Calculating the Collapse of a Bohr Atom: Larmor's Formula for Power Radiation

[Ed Quanta]

I have a question. Suppose we have an electron orbiting around a proton in a Bohr atom. It is accelerating due to centripetal motion yet traveling at v<<c so Newtownian physics applies. Since it is accelerating, it is radiating energy. Assuming we are using larmor's formula for power radiated, how would we calculate how fast it will take for the electron to crash into the proton, and this cause the Bohr atom to collapse?

 

[mathman]

What is the point of your question? Quantum theory says it won't happen.

 

[BigRedDot]

What is the point of your question? Quantum theory says it won't happen.

It's sounds like an exercise from modern physics class. A reasonable exercise too, unless you take everything you hear at face value, or don't value history.

Anyway, I'll try to add something actually useful and constructive towards answering your question.

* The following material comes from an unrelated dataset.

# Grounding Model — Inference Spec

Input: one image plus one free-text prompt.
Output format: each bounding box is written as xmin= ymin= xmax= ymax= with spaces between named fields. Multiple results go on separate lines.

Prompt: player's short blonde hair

The Larmor formula tells us (remember, we take E to be negative)
$$P=-\frac{dE}{dt} = \frac{e^2a^2}{6 \pi \epsilon_0 c^3}$$
As usual, take $$a=v^2/r$$. Now, we also know that the classical radius is
$$\qquad r = - \frac{e^2}{8 \pi \epsilon_0 E}$$
and
$$\qquad <br /> v^2 = \frac{2E}m$$
Now you should be able to put all that together and get simple separable differential equation for dE/dt that you can integrate from the starting energy (about -14 eV) to the final energy (negative infinity) that will give you the time for collapse.

 

[Ed Quanta]

The point of the question is to show that Bohr's model is not the final model of an atom for quantum mechanics. Its just a mathematical exercise using only Newtonian physics. Thank you, Big Red Dot.